6. Thursday will mark the advent of a momentous occasion—my first foray into national UPCI singles conferencedom. Will a tall, dark and handsome bespectacled Apostolic stranger who has fallen in love with me via my blog (one of my fanciful fantasies) show up? Will our eyes meet and will we then both immediately "know"? Will God reveal to some devout, linguistically talented hottie that The One will be a Spanish-speaking girl in a red dress, and a minute later I walk in bedecked in red splendor greeting him with "Hola"? Perhaps I should temper my delusions of grandeur by keeping in mind an online convo I had with a sarcastic friend of mine:
me: Weird/random question: Have you been to any singles conferences?
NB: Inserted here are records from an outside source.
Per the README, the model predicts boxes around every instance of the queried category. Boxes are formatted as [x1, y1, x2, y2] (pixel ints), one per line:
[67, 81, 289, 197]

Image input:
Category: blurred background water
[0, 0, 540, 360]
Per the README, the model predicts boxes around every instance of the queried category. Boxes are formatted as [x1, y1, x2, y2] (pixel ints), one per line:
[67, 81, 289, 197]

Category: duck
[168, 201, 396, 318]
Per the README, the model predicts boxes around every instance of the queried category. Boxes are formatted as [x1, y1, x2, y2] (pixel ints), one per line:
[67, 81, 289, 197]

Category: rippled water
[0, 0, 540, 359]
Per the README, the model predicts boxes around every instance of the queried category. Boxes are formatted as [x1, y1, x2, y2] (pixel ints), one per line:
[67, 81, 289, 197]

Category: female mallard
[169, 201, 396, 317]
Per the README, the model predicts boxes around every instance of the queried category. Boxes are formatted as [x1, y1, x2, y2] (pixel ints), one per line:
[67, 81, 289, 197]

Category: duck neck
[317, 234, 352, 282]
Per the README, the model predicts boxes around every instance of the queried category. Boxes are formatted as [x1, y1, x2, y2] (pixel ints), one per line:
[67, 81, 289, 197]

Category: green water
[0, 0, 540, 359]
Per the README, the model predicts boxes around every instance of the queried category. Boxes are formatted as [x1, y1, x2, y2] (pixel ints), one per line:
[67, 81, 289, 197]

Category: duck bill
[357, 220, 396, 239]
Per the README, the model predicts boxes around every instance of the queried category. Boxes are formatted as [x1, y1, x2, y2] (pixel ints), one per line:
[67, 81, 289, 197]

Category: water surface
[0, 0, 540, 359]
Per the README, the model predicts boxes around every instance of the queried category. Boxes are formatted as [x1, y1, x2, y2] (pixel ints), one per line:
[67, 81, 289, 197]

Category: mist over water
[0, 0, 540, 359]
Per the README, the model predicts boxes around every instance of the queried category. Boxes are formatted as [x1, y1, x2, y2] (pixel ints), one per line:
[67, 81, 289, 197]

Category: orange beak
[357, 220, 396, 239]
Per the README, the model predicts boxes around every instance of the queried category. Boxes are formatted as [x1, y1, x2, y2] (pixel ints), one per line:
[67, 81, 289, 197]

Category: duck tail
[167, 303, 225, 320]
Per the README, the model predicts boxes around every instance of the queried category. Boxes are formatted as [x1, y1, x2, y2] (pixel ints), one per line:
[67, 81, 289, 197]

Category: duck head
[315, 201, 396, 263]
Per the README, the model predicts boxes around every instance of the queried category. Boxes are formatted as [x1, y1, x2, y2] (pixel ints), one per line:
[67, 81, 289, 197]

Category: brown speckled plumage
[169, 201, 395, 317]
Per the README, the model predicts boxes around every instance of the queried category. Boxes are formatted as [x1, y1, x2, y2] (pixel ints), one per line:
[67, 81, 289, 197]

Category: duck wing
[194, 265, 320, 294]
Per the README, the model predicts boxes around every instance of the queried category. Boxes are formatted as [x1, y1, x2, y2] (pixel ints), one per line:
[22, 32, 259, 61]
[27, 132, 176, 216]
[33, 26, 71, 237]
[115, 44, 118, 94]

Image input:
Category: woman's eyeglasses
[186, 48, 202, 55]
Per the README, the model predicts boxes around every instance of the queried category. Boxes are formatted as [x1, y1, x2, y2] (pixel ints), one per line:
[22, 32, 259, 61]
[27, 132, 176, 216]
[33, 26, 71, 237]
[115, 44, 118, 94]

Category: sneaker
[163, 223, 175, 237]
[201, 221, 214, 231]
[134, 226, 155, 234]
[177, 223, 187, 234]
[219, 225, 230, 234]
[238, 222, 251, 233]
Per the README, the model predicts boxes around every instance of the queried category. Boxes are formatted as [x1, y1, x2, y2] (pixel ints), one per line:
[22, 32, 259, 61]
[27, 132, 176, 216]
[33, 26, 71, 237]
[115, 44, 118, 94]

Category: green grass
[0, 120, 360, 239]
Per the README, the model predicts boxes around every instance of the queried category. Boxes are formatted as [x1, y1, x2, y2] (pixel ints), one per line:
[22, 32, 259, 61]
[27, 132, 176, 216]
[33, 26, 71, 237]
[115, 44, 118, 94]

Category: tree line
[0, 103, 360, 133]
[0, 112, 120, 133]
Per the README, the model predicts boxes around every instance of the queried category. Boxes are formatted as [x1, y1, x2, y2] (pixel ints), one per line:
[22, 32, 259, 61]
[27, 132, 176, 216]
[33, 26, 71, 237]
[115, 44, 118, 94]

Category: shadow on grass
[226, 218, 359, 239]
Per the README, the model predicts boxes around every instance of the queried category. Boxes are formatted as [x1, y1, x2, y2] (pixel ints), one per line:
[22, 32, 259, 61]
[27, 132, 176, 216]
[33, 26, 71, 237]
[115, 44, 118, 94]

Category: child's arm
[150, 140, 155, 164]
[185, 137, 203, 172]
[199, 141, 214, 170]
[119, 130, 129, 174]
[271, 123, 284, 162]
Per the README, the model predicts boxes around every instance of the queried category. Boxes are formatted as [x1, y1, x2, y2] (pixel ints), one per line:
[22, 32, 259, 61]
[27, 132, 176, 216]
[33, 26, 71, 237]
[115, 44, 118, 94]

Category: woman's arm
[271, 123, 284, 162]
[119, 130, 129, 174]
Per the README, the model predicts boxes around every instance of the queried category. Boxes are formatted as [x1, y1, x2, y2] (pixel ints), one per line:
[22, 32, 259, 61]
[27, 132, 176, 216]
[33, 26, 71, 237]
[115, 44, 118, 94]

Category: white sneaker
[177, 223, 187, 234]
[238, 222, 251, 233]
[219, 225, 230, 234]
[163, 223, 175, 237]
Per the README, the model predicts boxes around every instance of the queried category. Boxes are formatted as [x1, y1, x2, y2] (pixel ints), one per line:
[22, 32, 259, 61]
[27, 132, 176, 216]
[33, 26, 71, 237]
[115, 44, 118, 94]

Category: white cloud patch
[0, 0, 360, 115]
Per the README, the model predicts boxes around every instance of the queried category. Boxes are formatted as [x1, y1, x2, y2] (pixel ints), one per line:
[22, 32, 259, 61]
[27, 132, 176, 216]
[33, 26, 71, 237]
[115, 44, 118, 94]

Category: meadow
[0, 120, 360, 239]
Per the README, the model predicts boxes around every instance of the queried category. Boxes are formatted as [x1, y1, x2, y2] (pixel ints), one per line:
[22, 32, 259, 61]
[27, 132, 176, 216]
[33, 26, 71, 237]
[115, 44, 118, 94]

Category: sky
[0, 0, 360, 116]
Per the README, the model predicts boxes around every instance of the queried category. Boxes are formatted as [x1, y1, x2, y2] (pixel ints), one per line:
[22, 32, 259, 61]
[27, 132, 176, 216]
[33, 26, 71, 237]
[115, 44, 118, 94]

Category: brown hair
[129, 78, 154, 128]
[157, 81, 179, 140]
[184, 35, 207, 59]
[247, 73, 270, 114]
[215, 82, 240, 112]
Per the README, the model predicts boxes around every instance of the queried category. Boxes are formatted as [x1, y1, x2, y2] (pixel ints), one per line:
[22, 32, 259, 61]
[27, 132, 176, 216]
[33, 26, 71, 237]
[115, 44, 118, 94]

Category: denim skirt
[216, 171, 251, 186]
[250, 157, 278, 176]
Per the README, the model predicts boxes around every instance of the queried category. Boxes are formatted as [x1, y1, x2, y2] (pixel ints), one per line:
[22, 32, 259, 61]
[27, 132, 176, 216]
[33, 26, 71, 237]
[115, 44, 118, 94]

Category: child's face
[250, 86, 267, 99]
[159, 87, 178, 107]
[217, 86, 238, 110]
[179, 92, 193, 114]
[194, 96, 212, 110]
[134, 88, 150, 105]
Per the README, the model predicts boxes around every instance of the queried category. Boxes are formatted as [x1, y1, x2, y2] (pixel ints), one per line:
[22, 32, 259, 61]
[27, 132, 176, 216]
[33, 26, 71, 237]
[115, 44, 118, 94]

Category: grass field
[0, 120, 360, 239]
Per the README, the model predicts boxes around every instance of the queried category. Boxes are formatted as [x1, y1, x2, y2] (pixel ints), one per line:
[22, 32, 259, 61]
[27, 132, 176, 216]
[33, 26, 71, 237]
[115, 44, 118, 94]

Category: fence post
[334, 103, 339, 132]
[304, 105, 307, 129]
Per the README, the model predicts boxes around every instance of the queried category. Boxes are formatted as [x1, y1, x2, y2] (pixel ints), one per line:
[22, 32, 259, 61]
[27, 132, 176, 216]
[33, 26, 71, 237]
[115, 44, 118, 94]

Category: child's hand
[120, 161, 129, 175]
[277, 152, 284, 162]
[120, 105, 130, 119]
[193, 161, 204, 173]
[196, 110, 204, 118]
10:28 PM friend: singles conference: yes
10:29 PM my sister dragged me to the one in DC for several years until they killed it
my advice: don't go
not only not helpful, but often detrimental
me: Just wondering cuz I was thinking about going to one in TN in June. Called The Power of One. I usually avoid them like the plague, but I need to stop being such a weenie about it and try it out. Really??
Why so?
10:30 PM friend: 1) too many MAD attendees
2) too many weird attendees
10:31 PM 3) too many married attendees who "forgot" their wedding rings
MAD = Middle Aged Divorcee
Ratio of male to female is usually like 1:6
me: LOL
10:32 PM Geez, you're such a kill joy.
friend: you could always go on the Singles Cruise.
Nevertheless, God, please let it be better than my elitist, cynical, killjoy of a friend described it. Thanks.